In TFOU, it's 1996 — before the Internet is a part of our daily life and requires dialing in through AOL. With one click of the mouse, lifelong friends and neighbors Josh and Emma discover what the Internet, and their futures, will be like.
Things have been awkward between the two since they got their wires crossed about taking their friendship to another level, and so Josh is hesitant to take the new AOL disk to Emma when it arrives in the mail. But his mom insists. They install it on her new computer and Emma discovers a very strange website. Turns out it's Facebook. Which, of course, doesn't exist. Yet.
Reading status updates and friend comments on their FB pages fifteen years in the future gives Josh and Emma a glimpse at what will become of their relationship, and it's not a pretty sight. Emma starts to realize that everything they do, in reaction to what they now know, starts to change things -- in the present and on their Facebook futures. How much control do they really have over where they end up? How much do they want to have?

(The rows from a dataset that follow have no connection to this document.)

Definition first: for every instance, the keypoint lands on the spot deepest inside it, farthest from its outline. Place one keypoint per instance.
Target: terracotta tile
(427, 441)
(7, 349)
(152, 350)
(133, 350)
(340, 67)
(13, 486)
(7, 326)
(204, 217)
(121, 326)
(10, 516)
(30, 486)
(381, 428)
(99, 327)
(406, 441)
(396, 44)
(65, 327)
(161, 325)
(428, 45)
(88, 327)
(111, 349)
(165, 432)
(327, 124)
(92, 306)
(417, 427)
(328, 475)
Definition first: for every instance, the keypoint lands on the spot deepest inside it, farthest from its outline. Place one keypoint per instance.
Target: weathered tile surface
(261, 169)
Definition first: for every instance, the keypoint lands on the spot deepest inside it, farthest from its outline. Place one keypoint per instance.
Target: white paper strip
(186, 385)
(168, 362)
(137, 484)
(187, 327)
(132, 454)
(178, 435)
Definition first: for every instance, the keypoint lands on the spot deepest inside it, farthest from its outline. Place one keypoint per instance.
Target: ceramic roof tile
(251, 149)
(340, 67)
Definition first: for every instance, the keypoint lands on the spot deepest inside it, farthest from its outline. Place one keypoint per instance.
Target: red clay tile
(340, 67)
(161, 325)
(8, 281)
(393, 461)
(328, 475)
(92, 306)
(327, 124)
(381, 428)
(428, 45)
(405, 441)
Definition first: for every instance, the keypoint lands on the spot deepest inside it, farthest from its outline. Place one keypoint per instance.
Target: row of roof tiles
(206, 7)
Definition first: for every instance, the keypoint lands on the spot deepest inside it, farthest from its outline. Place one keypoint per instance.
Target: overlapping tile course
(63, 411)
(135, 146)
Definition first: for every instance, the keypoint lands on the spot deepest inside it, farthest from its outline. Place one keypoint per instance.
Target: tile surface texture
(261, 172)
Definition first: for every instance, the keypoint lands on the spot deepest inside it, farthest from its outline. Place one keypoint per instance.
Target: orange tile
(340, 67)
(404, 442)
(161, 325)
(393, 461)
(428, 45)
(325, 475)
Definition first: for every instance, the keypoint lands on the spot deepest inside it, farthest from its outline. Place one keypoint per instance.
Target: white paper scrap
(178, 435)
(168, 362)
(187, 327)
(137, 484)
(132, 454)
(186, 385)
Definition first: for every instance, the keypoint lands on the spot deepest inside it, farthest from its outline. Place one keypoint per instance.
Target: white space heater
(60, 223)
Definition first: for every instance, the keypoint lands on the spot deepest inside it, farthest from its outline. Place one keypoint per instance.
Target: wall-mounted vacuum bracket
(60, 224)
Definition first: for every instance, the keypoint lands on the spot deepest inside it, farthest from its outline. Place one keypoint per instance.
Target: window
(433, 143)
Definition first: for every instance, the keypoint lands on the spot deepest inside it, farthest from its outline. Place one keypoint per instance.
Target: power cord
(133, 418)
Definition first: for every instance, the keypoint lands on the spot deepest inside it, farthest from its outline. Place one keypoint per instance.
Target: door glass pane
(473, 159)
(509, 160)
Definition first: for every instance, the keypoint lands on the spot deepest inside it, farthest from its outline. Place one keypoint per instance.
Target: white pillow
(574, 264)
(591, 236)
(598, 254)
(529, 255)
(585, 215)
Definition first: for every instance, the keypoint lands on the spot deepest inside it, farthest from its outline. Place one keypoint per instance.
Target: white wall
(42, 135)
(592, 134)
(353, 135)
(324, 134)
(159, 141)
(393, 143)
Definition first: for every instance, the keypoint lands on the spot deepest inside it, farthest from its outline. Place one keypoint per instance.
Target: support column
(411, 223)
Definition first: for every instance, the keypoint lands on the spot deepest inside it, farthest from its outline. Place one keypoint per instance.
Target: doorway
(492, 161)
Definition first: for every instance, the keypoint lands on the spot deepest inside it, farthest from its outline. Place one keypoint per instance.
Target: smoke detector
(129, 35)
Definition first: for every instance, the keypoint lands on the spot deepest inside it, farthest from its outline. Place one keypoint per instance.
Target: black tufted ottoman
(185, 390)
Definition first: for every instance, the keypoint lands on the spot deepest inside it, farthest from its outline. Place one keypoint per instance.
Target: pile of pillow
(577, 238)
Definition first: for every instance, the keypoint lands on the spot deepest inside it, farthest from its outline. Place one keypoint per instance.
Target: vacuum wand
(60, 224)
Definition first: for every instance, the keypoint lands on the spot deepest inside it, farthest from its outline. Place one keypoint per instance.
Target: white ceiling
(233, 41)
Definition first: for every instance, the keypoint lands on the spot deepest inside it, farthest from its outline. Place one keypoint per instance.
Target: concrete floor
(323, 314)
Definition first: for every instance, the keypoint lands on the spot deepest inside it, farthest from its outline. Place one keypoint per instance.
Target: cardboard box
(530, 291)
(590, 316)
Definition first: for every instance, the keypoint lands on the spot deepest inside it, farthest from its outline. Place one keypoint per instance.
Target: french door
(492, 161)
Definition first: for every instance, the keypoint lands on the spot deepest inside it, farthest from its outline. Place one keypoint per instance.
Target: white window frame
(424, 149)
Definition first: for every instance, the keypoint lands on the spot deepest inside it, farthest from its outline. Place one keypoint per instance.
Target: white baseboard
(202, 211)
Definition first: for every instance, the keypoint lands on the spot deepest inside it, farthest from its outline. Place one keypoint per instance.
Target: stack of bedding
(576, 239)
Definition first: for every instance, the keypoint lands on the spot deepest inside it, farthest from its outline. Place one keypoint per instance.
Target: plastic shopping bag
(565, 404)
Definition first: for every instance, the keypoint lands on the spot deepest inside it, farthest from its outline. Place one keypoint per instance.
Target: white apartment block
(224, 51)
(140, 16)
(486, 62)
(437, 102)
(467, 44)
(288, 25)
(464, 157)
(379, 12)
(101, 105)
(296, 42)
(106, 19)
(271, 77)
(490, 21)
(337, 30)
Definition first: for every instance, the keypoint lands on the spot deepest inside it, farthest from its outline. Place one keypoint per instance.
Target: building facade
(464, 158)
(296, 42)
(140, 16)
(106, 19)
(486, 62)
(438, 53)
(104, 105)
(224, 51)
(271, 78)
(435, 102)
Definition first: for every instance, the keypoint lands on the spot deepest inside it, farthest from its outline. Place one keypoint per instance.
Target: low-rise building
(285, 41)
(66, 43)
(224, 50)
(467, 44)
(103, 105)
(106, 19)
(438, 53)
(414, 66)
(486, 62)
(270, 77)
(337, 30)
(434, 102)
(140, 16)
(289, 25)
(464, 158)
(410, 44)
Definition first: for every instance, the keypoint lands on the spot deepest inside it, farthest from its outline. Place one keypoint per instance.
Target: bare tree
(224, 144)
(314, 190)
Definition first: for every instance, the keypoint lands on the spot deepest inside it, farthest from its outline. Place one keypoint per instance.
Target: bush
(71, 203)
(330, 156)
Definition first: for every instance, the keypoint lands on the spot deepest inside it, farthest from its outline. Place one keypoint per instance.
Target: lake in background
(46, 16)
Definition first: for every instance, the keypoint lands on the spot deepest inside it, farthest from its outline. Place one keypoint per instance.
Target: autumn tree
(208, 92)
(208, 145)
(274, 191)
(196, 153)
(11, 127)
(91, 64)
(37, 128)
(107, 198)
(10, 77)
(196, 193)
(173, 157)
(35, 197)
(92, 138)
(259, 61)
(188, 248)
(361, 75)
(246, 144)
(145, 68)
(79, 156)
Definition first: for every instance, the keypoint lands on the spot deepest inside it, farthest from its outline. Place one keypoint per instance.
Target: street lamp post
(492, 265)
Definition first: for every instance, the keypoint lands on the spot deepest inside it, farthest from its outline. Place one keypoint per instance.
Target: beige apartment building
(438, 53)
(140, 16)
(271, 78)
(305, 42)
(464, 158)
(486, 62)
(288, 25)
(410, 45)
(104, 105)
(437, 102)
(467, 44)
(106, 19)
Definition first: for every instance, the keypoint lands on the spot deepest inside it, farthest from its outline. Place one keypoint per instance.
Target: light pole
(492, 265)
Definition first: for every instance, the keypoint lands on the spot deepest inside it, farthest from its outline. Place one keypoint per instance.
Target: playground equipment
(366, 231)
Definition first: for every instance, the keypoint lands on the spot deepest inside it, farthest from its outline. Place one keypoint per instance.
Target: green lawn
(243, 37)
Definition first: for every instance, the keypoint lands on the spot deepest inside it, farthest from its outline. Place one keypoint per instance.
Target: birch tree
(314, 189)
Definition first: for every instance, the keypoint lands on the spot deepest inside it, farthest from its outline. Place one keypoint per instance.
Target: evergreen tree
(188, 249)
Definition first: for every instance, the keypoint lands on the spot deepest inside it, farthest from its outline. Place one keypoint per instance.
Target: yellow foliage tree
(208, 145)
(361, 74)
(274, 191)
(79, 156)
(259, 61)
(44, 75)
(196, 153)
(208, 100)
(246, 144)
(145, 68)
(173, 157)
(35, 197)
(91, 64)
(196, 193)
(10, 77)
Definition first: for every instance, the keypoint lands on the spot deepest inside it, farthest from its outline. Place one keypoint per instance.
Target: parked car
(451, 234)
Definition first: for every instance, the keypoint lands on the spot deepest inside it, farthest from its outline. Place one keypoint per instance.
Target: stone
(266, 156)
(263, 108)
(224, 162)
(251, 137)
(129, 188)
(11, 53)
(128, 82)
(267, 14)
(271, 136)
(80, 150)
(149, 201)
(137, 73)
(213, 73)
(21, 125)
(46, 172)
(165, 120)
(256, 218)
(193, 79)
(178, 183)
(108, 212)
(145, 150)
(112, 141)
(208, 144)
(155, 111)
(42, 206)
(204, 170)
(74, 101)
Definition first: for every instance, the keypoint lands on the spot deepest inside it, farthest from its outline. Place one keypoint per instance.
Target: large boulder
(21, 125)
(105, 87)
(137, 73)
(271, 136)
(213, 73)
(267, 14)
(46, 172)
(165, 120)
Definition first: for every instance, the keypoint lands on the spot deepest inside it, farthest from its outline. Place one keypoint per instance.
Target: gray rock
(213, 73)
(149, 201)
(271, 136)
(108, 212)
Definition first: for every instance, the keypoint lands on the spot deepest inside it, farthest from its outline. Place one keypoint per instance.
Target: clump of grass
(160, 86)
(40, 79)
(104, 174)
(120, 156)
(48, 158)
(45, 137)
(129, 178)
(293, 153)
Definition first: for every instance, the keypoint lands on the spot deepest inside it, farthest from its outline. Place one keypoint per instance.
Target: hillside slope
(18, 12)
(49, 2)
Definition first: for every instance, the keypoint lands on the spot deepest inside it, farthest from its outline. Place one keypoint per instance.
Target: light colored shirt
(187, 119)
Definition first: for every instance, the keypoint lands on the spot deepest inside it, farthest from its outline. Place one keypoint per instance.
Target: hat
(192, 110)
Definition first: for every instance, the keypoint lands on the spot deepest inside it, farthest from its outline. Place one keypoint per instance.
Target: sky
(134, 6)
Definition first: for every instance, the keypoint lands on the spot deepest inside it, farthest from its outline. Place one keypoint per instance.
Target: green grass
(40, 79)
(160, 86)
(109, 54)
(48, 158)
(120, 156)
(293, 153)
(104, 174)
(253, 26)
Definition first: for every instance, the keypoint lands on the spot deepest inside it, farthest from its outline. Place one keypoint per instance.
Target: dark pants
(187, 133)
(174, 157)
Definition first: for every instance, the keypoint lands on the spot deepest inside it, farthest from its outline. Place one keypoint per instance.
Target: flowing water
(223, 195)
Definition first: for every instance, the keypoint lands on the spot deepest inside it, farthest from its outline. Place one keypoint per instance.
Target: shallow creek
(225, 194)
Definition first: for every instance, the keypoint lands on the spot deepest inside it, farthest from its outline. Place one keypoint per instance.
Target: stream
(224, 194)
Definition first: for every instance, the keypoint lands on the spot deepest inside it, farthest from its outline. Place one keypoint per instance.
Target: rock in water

It's an interesting way of not only letting today's teens get a taste for what it was like to be a teen before texting, chat and social media became primary ways to communicate. And while the situations stay just this side of eye-roll-inducing "back when I was your age" fare (what? you couldn't surf the Net and talk on the phone at the same time? what? you couldn't see pictures right after you took them? wha-what?) the idea of looking into the future through the lens of Facebook should inspire some contemplation.
While far from the edgy and socially conscious 13 REASONS WHY, Asher and Mackler (THE EARTH, MY BUTT, AND OTHER BIG ROUND THINGS) weave an intriguing story. It's interesting that even in the past, Facebook becomes an emotional time-suck for Emma, revealing slivers of truth that cause her to feel and behave differently than she would if she didn't "know" things -- about herself, her friends and how their lives will dramatically change.
And there's always the question of how much do you WANT to know about your future. Because once you know, you can never UNknow. And does the simple act of knowing (even if you take no action) change the way things would have unfolded?
Deep thoughts. An entertaining and interesting book.
The characters are in high school (and do high school-age things) but 7th and 8th graders (struggling with the ease and danger that technology and social media bring to communication) will love it too.